I also note the conspicuous coincidence that some of the most capable architectures yet devised are low instrumentality or rely on world models which are. It would not surprise me if low instrumentality, and the training constraints/hints that it typically corresponds to, often implies relative ease of training at a particular level of capability which seems like a pretty happy accident.

It seems to me that "high instrumentality" is an instance of what I call an agent having an alien world model. However, albeit "bare" LLMs (especially with recurrence, such as RWKV-LM) seem to be able to develop powerful alien models that could "harbour" a misaligned mesaoptimiser, even rather stupid LMCAs on top of such LLMs, such as the "exemplary actor", seems to be immunised from this risk.

It's important to note, however, that a view of cognitive system as having a probabilistic world model and performing inferences with this model (i.e., predictive processing) is just one way of modelling agent's dynamics, and is not exhaustive.

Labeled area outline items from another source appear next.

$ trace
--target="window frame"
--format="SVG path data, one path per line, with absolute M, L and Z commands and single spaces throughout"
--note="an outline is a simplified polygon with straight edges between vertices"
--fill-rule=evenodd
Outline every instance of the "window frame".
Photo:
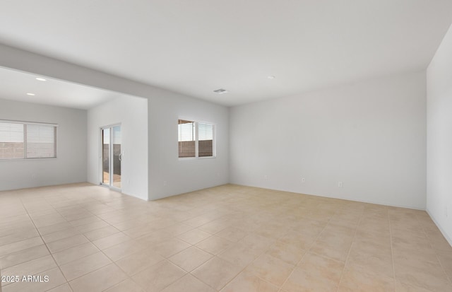
M 187 122 L 191 122 L 195 124 L 195 156 L 193 157 L 179 157 L 179 121 L 184 120 Z M 192 119 L 186 117 L 179 117 L 177 119 L 177 158 L 179 160 L 196 160 L 196 159 L 212 159 L 217 158 L 217 147 L 216 147 L 216 128 L 217 125 L 215 123 L 211 122 L 206 122 L 204 120 L 198 120 L 196 119 Z M 212 156 L 199 156 L 199 129 L 198 124 L 206 124 L 212 126 Z
M 53 123 L 44 123 L 44 122 L 28 122 L 28 121 L 18 121 L 13 119 L 0 119 L 0 123 L 4 124 L 16 124 L 23 126 L 27 125 L 35 125 L 35 126 L 46 126 L 46 127 L 52 127 L 54 128 L 54 156 L 52 157 L 27 157 L 27 131 L 23 131 L 23 144 L 24 144 L 24 150 L 23 150 L 23 157 L 21 158 L 0 158 L 0 161 L 20 161 L 20 160 L 48 160 L 48 159 L 56 159 L 58 158 L 58 137 L 59 136 L 58 128 L 58 124 Z M 25 127 L 24 127 L 25 130 Z M 1 142 L 0 142 L 1 143 Z

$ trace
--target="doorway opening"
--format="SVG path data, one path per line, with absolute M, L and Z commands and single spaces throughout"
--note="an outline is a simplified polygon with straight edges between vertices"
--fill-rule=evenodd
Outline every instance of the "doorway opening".
M 100 183 L 121 190 L 121 125 L 100 128 Z

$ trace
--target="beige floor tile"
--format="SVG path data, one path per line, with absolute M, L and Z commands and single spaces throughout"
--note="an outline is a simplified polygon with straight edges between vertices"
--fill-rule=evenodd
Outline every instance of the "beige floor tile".
M 196 246 L 212 255 L 218 255 L 234 244 L 232 241 L 213 235 L 196 244 Z
M 239 243 L 225 250 L 218 257 L 243 269 L 256 259 L 261 253 L 254 250 L 246 244 Z
M 73 280 L 112 263 L 102 252 L 97 252 L 60 266 L 68 281 Z
M 320 232 L 319 232 L 320 233 Z M 314 244 L 318 234 L 315 233 L 299 233 L 299 231 L 290 230 L 279 238 L 280 241 L 287 244 L 296 245 L 299 248 L 307 250 Z
M 191 245 L 196 245 L 201 240 L 209 238 L 212 235 L 207 232 L 200 230 L 198 229 L 192 229 L 189 231 L 182 233 L 178 235 L 177 238 L 182 240 L 190 243 Z
M 0 257 L 0 269 L 6 269 L 49 254 L 44 245 L 11 253 Z
M 186 271 L 191 271 L 213 257 L 213 255 L 191 246 L 168 259 Z
M 148 268 L 132 277 L 146 291 L 160 291 L 175 282 L 186 272 L 165 260 Z
M 46 243 L 53 243 L 56 240 L 59 240 L 61 239 L 64 239 L 67 238 L 70 238 L 72 236 L 75 236 L 80 234 L 80 232 L 74 228 L 66 228 L 60 231 L 56 231 L 53 233 L 48 233 L 46 235 L 41 235 L 42 237 L 42 240 Z
M 246 270 L 279 287 L 284 284 L 295 267 L 292 264 L 264 254 L 256 259 Z
M 186 274 L 174 283 L 162 290 L 162 292 L 215 292 L 212 288 L 206 285 L 191 274 Z
M 393 292 L 393 278 L 376 276 L 362 269 L 345 269 L 338 292 Z
M 282 241 L 275 243 L 266 253 L 273 257 L 281 259 L 287 264 L 296 265 L 302 259 L 306 251 L 301 249 L 294 243 L 287 243 Z
M 106 250 L 114 245 L 130 240 L 131 239 L 129 236 L 121 232 L 94 240 L 93 243 L 100 250 Z
M 105 290 L 105 292 L 145 292 L 138 284 L 128 279 Z
M 165 257 L 170 257 L 188 247 L 191 245 L 178 238 L 168 239 L 152 246 L 157 253 Z
M 396 279 L 415 287 L 432 291 L 452 291 L 452 284 L 439 264 L 426 262 L 422 265 L 394 263 Z
M 106 226 L 83 233 L 85 237 L 91 241 L 103 238 L 119 233 L 119 230 L 113 226 Z
M 118 260 L 116 264 L 129 276 L 133 276 L 163 260 L 165 258 L 156 252 L 141 250 Z
M 333 291 L 339 285 L 343 264 L 307 253 L 282 286 L 287 292 Z
M 73 247 L 88 243 L 88 240 L 85 236 L 80 234 L 78 235 L 71 236 L 67 238 L 60 239 L 47 244 L 50 252 L 56 252 L 60 250 Z
M 235 277 L 242 268 L 215 257 L 191 272 L 194 276 L 215 290 L 220 290 Z
M 68 283 L 60 285 L 53 289 L 49 290 L 47 292 L 72 292 L 72 289 Z
M 145 250 L 146 245 L 136 240 L 128 240 L 108 247 L 103 252 L 113 262 L 116 262 L 135 252 Z
M 419 210 L 233 185 L 145 202 L 73 184 L 0 192 L 0 218 L 2 275 L 55 279 L 3 292 L 145 290 L 128 274 L 167 292 L 452 291 L 452 247 Z
M 45 235 L 46 234 L 54 233 L 58 231 L 62 231 L 66 229 L 72 228 L 72 226 L 69 222 L 62 222 L 57 224 L 51 225 L 49 226 L 42 227 L 37 228 L 41 235 Z
M 54 268 L 44 272 L 32 274 L 35 277 L 23 281 L 11 284 L 3 287 L 3 292 L 40 292 L 47 291 L 66 283 L 66 279 L 58 268 Z M 48 277 L 46 281 L 45 276 Z M 59 290 L 54 290 L 59 291 Z M 64 290 L 62 290 L 64 291 Z
M 125 280 L 127 276 L 114 264 L 69 282 L 73 292 L 100 292 Z
M 432 292 L 432 291 L 396 280 L 396 292 Z
M 55 262 L 61 266 L 81 257 L 99 252 L 99 249 L 91 243 L 86 243 L 73 247 L 68 248 L 58 252 L 53 253 Z
M 56 267 L 56 264 L 51 255 L 46 255 L 23 264 L 10 267 L 1 270 L 4 276 L 34 275 Z
M 238 242 L 247 235 L 248 233 L 246 231 L 235 227 L 227 227 L 215 234 L 217 236 L 220 236 L 220 238 L 223 238 L 235 243 Z
M 279 288 L 248 271 L 242 271 L 221 292 L 277 292 Z
M 105 221 L 95 221 L 95 222 L 89 223 L 88 224 L 76 226 L 76 228 L 81 233 L 85 233 L 87 232 L 93 231 L 96 229 L 107 227 L 109 226 L 110 225 Z
M 44 244 L 40 236 L 0 246 L 0 257 Z

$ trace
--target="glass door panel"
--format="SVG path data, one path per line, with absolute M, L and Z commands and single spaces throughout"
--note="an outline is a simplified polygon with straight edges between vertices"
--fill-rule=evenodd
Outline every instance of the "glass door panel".
M 113 148 L 113 187 L 121 189 L 121 126 L 116 126 L 112 128 L 113 136 L 112 137 L 112 145 Z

There could be unexpected surprises/failures that evade this modelling paradigm altogether.

It seems critical to understand the degree to which outer constraints apply to inner learning, how different forms of training/architecture affect the development of instrumentality, and how much "space" is required for different levels of instrumentality to develop.

Although apparently GFlowNets (which is a training algorithm, essentially, loss design, rather than network architecture) would have less propensitity for "high instrumentality" than auto-regressive LLMs under the currently dominating training paradigm, this is probably unimportant, given what I wrote above: it seems easy to "weed out" alienness on the level of agent architecture on top of an LLM, anyway.

Also, this actually doesn't depend on the specific training procedure of auto-regressive LLMs, namely, backpropagation with token-by-token cross-entropy loss.

Agreed.

I do have some concerns about how far you can push the wider class of "predictors" in some directions before the process starts selecting for generalizing instrumental behaviors, but there isn't a fundamental uniqueness about autoregressive NLL-backpropped prediction.

It seems to me that "high instrumentality" is an instance of what I call an agent having an alien world model.

Possibly? I can't tell if I endorse all the possible interpretations. When I say high instrumentality, I tend to focus on 1. the model is strongly incentivized to learn internally-motivated instrumental behavior (e.g. because the reward it was trained on is extremely sparse, and so the model must have learned some internal structure encouraging intermediate instrumental behavior useful during training), and 2. those internal motivations are less constrained and may occupy a wider space of weird options.

#2 may overlap with the kind of alienness you mean, but I'm not sure I would focus on the alienness of the world model instead of learned values (in the context of how I think about "high instrumentality" models, anyway).